Water at the P&T quarters is drawn solely from the underground, stored in an underground reservoir and sent directly to homes bypassing the non-functional overhead tank. “But it’s not enough. I have to buy Rs 4,500 worth of water a month, despite paying water tax to my employers,” says a woman employee of BSNL.
Despite the water shortage, residents show a missing valve in the system due to which water has been leaking out. “No one is bothered to replace it,” shows a resident.
The pump operators are languishing too. “There are six of us here and we haven’t been paid in nearly two years. The machines are in terrible shape and god alone knows how they are still running. There are two pumps in operation with another two supposedly on standby but these are fossils. If the need arises, these standby pumps won’t even switch on,” says an operator, who had refused to work on the now-collapsed tank after seeing its worn-out condition. “I could have lost my life otherwise,” he says.
The campus has lots of greenery but residents say the department has not sent anyone to trim the grass once in the last 10 years. Banyan trees grow on rooftops, watered by the rains, and their roots are damaging the buildings.
“Water seeps into our flats every time it rains, sewerage systems are clogged and we have to wade through knee-deep waters during monsoon. The ground floor flats are overrun by snakes and insects and once a snake even reached a third floor flat,” says a postal department employee.

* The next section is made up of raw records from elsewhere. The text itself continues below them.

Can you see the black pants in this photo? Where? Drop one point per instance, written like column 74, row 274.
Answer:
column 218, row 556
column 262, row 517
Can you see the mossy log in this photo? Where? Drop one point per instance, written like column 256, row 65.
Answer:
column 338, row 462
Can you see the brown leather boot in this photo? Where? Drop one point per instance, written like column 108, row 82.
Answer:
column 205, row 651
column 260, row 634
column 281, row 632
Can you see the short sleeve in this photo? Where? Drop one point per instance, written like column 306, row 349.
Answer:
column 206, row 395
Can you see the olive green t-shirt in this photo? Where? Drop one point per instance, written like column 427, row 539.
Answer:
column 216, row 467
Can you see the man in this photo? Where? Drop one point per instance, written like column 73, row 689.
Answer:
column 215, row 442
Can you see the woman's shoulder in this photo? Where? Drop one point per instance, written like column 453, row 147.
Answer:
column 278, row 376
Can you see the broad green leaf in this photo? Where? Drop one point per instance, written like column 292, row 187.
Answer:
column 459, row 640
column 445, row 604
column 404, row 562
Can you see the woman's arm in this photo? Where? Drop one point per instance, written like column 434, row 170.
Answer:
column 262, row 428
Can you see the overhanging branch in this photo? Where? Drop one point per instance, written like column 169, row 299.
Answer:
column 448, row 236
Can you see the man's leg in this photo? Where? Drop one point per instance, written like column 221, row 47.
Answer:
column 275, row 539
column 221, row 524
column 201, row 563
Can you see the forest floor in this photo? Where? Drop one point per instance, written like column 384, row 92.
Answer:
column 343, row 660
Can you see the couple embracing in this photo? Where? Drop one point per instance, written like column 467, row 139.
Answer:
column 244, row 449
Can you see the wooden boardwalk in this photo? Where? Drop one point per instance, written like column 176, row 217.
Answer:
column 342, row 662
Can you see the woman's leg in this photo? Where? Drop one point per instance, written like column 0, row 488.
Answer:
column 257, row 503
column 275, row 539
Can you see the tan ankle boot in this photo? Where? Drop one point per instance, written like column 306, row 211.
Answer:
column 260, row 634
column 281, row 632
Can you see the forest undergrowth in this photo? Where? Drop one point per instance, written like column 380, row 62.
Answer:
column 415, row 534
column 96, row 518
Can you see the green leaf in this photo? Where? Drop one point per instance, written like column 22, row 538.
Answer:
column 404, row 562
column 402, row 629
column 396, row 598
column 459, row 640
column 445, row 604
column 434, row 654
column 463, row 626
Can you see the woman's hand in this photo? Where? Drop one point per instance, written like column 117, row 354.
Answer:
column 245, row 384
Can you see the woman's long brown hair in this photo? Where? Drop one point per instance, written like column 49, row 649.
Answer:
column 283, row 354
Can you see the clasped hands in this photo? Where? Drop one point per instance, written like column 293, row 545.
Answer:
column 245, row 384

Despite it not being her purview, councillor Tulsi Sinha Roy has been getting their grass trimmed on special request. “Otherwise mosquitoes will breed here and infest the entire ward. Tulsidi has also repaired our roads as those whose job it is are least bothered,” he says.
The authorities have never provided security guards to this massive campus but concerns are mounting since the lanes are dark and grounds resemble jungles. “Outsiders come and drink here, couples pair up, slum dwellers steal grilles off our doors and windows…” says a resident who has lived here since the turn of the century.
He also narrates how an auto driver once dumped a body in the campus and fled. “He had run over a pedestrian somewhere and to avoid getting beaten up by the public, offered to ferry the injured man to the sub-divisional hospital. But on the way he got cold feet and so conveniently drove into our dark alleys, dumped the man and fled. We found the body the next day.”
About 15 or 16 years ago residents pooled in to hire private security guards for the campus. “We continued for five years but cannot afford it anymore. We are worried about our safety,” he says.
The postal authorities say some repairs were carried out on humanitarian grounds during cyclone Amphan but there is no directive in place as yet from the top management as to the future of the complex.
The residents have left no stone unturned in a bid to improve their situation. “Complain korey amader mukh byatha hoye gyachhe. But there’s complete apathy from their end,” says an employee of BSNL. “They are non-committal, don’t take our calls or sometimes admit outright that they have no money or manpower for repairs. Then why do they charge us for living here? ” he wonders.
Chatterjee says the public service undertaking is trying to raise funds by monetising its assets. “Once the plan come through, we will try to do our best,” he promises.